RLPC-Bankers prepare 4 bln stg Acromas debt refinancing-sources
LONDON, April 15
LONDON, April 15 (Reuters) - Bankers are working on a refinancing of the 4 billion pound ($6.2 billion) debts of the private equity-owned firm behind British motoring services firm AA and travel company Saga, banking sources said on Monday.
The refinancing at the firm, called Acromas, would be part of plans to possibly spin off the AA and Saga six years after they were acquired, a move which coincided with the financial crisis and which left banks unable to syndicate the debt which financed the deal.
The quest for a refinancing reflects more positive credit market conditions and is said to be attracting attention from a number of banks eager to participate following a dearth of deals last year.
Acromas is owned by private equity firms Charterhouse , CVC and Permira and was formed in 2007 though the 6.2 billion pound merger of the AA and Saga.
The merger was funded with a 4.8 billion pound leveraged loan, according to Thomson Reuters LPC data, which arrangers Barclays and Mizuho were unable to syndicate after the market collapsed.
Both banks were forced to hold the debt and the business has performed well in the interim.
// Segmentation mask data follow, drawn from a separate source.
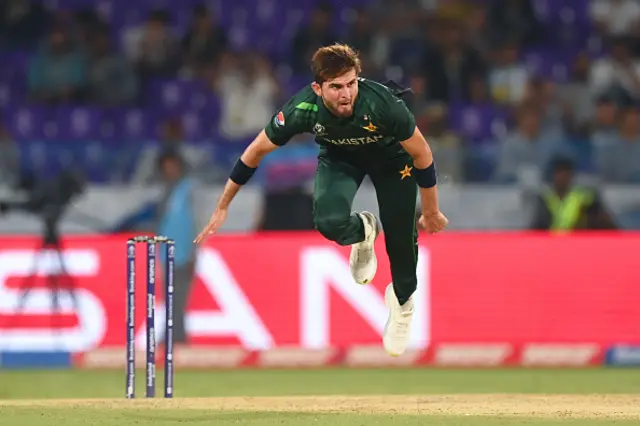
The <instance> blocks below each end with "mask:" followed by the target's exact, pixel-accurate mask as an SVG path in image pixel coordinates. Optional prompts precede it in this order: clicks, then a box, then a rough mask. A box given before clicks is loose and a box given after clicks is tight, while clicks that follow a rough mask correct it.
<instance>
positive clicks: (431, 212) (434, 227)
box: [418, 211, 449, 234]
mask: <svg viewBox="0 0 640 426" xmlns="http://www.w3.org/2000/svg"><path fill="white" fill-rule="evenodd" d="M418 224H419V225H420V227H421V228H422V229H424V230H425V231H427V232H429V233H430V234H435V233H436V232H440V231H442V230H443V229H444V228H445V227H446V226H447V225H448V224H449V220H448V219H447V218H446V217H445V215H443V214H442V212H440V211H438V212H435V213H434V212H428V213H427V212H422V216H420V219H418Z"/></svg>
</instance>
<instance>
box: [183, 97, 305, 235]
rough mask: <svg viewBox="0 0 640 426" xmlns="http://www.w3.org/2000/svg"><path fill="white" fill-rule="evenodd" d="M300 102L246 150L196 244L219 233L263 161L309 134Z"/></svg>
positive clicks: (235, 164)
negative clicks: (303, 118)
mask: <svg viewBox="0 0 640 426" xmlns="http://www.w3.org/2000/svg"><path fill="white" fill-rule="evenodd" d="M295 105H296V102H294V100H293V99H292V100H291V101H289V102H288V103H287V104H286V105H285V106H284V107H283V108H282V110H280V111H278V112H277V113H276V114H275V115H274V116H273V117H272V119H271V121H270V122H269V124H268V125H267V126H266V127H265V129H264V130H263V131H261V132H260V133H259V134H258V136H256V138H255V139H254V140H253V142H251V144H249V146H248V147H247V148H246V149H245V150H244V152H243V153H242V155H241V156H240V158H238V160H237V161H236V164H235V166H234V167H233V170H232V171H231V174H230V175H229V179H228V180H227V183H226V184H225V186H224V189H223V191H222V194H221V195H220V198H218V203H217V204H216V208H215V210H214V211H213V214H212V215H211V219H209V223H208V224H207V226H205V228H204V229H203V230H202V232H201V233H200V234H199V235H198V236H197V237H196V239H195V240H194V243H196V244H198V243H200V242H203V241H204V240H206V239H207V237H209V236H210V235H213V234H215V233H216V231H217V230H218V229H220V227H221V226H222V224H223V223H224V221H225V220H226V218H227V212H228V210H229V205H230V204H231V201H233V199H234V197H235V196H236V194H237V193H238V192H239V191H240V188H242V186H243V185H245V184H246V183H247V182H249V180H250V179H251V177H252V176H253V174H254V173H255V171H256V170H257V169H258V166H259V165H260V162H261V161H262V159H263V158H264V157H265V156H266V155H267V154H268V153H270V152H272V151H274V150H275V149H276V148H278V147H280V146H283V145H285V144H286V143H287V142H288V141H289V140H290V139H291V138H292V137H293V136H295V135H296V134H298V133H303V132H305V131H306V130H307V129H306V127H307V126H306V123H305V120H302V119H301V118H300V117H297V112H296V108H295Z"/></svg>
Acromas's net bank and other borrowings stood at 4.1 billion pounds in the 2011-2012 financial year.
Ernst & Young was appointed last year to carry out due diligence and explore valuations for the companies as two separate entities.
Bankers said it was likely Saga would be floated on the stock market and the AA would be sold in a leveraged buyout or LBO.
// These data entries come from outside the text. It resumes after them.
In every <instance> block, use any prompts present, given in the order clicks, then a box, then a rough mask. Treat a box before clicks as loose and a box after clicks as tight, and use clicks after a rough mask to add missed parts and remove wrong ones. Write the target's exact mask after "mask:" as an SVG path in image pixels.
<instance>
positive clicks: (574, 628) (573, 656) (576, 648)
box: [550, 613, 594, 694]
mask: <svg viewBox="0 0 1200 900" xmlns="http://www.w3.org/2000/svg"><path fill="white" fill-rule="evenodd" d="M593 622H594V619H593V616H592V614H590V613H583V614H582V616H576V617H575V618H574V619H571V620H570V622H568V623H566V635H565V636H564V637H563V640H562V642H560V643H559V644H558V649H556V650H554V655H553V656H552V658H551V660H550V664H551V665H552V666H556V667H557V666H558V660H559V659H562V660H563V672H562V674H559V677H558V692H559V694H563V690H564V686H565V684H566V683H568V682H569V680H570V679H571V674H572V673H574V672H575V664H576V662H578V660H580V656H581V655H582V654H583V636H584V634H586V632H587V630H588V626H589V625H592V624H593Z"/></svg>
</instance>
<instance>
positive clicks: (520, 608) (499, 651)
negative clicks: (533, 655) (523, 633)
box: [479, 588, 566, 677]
However, Acromas's debt needs to be refinanced before any further action is taken, bankers said, as 1.75 billion pounds is due to mature in 2015 and the rest by 2017.
As part of the refinancing, a large portion of the debt could be put onto the AA, leaving Saga relatively light in debt and in good shape for an initial public offering or IPO, bankers said.
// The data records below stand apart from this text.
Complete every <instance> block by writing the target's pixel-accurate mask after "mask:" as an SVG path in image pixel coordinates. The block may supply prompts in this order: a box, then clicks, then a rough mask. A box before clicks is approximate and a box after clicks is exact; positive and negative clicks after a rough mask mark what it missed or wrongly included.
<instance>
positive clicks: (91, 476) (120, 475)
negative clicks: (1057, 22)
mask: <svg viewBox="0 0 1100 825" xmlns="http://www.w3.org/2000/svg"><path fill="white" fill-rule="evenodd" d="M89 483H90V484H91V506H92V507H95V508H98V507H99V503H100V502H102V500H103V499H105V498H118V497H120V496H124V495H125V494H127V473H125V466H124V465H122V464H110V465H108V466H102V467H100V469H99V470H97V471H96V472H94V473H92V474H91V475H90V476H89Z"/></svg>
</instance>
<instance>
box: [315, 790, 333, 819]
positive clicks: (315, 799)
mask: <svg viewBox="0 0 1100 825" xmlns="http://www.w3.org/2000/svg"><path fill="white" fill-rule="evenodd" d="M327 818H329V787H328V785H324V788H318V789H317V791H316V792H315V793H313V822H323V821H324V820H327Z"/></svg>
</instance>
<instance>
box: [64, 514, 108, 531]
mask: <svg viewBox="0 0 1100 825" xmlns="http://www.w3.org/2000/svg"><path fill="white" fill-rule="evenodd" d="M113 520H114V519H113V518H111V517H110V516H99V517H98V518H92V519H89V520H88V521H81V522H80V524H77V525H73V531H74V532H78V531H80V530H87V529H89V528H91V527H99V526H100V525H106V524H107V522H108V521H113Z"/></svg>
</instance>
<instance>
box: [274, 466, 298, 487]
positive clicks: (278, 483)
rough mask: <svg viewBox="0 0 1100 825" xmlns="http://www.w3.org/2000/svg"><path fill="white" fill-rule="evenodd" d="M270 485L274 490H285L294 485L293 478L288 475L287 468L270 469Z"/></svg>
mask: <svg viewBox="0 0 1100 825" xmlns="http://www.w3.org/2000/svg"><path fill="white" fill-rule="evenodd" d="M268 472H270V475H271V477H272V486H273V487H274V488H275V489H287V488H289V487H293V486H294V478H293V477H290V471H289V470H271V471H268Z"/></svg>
AA's new financing structure would either look like a traditional leveraged financing - made up in other words by term loans and revolving credit facilities with maturities of up to seven years - or would be structured more akin to an infrastructure deal, with longer-dated debt.
The AA could also be retained instead of sold, bankers added.
Acromas director of communications Paul Green said: "We are focusing on running the business well and there is no rush to do anything," declining to comment further.